Cinnamon Herb Notes / Side Effects

Latin Name: Cinnamomum zeylanicum, Cinamomum saigonicum

Common Names: Saigon cinnamon, Ceylon cinnamon, Dalcini, Gui, Twak, Yueh-kuei

Properties: Alterative, analgesic, anodyne, anti-bacterial, anti-fungal, anti-infective, anti-oxidant, anti-parasitic, anti-septic, astringent, carminative, diaphoretic, emmenagogue, haemostatic, hypotensive, sedative, stimulates and then depresses the nervous system, stomachic.

Indicated for: Abdominal Pain, arthritis, asthma, backaches, bloating, bronchitis, candida, cholera, cold or flu with chilliness, aching, sweating but cold skin, constipation, coronary problems, diarrhea, digestive irritation, dysmenorrhea, excessive menstruation, fevers, flatulence, gastric disorders, haemorrhoids, hypertension, indigestion, nausea, nephritis, parasites, passive gastric/pulmonary/intestinal/renal bleeding, psoriasis, stomach upset, vomiting, warts.

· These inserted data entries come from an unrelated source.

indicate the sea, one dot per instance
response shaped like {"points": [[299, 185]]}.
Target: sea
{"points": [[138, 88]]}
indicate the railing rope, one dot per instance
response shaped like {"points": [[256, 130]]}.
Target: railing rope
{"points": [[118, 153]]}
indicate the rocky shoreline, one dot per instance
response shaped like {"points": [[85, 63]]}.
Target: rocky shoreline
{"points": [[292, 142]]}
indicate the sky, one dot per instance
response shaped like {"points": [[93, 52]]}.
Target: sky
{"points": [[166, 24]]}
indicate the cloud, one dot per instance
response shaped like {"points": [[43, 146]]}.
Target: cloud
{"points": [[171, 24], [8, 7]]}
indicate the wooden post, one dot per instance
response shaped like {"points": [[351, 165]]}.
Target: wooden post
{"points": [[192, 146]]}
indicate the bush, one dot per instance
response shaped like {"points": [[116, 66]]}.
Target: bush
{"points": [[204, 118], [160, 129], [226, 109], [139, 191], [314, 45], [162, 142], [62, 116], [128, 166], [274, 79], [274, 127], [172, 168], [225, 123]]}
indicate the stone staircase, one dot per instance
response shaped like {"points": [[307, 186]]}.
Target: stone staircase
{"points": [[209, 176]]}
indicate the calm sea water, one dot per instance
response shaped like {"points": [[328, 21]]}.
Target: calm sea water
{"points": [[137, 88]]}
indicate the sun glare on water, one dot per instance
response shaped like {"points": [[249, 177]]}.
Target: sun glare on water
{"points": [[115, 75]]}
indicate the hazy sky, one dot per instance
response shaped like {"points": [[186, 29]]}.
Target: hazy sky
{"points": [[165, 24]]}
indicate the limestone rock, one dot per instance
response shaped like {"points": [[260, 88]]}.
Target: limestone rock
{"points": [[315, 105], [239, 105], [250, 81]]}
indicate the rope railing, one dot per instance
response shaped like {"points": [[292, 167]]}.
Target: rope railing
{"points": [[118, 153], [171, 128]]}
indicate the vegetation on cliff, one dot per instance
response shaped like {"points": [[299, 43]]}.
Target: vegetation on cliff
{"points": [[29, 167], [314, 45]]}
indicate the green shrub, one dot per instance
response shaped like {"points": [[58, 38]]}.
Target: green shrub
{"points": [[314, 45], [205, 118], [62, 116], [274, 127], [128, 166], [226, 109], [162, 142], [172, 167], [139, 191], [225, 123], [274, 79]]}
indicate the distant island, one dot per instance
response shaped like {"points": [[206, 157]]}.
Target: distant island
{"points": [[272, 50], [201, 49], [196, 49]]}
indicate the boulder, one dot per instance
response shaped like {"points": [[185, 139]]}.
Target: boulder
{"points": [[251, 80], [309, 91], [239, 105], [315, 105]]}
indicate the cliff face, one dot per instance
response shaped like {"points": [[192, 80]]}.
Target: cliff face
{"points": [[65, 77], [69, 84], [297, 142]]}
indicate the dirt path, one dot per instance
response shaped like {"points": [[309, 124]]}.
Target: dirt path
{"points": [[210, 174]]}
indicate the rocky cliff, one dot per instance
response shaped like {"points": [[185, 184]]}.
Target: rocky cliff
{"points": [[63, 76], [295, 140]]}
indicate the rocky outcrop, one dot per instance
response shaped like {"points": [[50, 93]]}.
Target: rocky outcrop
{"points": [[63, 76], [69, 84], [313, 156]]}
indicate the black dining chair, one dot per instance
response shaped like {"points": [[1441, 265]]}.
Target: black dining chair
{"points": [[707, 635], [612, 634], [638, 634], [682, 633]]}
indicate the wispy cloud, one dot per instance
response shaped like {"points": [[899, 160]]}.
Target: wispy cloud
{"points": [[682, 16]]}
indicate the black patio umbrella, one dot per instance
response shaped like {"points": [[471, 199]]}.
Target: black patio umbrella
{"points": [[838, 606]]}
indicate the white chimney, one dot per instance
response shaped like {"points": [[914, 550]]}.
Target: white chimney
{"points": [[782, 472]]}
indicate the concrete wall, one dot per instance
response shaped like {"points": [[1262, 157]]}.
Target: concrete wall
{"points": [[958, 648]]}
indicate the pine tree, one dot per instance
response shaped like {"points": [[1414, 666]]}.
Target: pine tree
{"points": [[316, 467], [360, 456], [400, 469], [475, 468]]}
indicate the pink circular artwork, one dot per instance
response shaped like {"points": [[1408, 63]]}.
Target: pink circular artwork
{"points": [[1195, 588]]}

Cinnamon bark is generally safe to use in medicinal amounts, but allergic skin rashes or mucous membrane reactions are possible. Spice workers have occasionally developed asthma and some people have had allergic reactions to cinnamon chewing gum. Very large amounts of cinnamon bark could cause dangerous nervous system reactions.

Do not use:

during pregnancy due to cinnamon’s emmenagogic effect.

if you suffer from stomach or intestinal ulcers due to the carminative effect.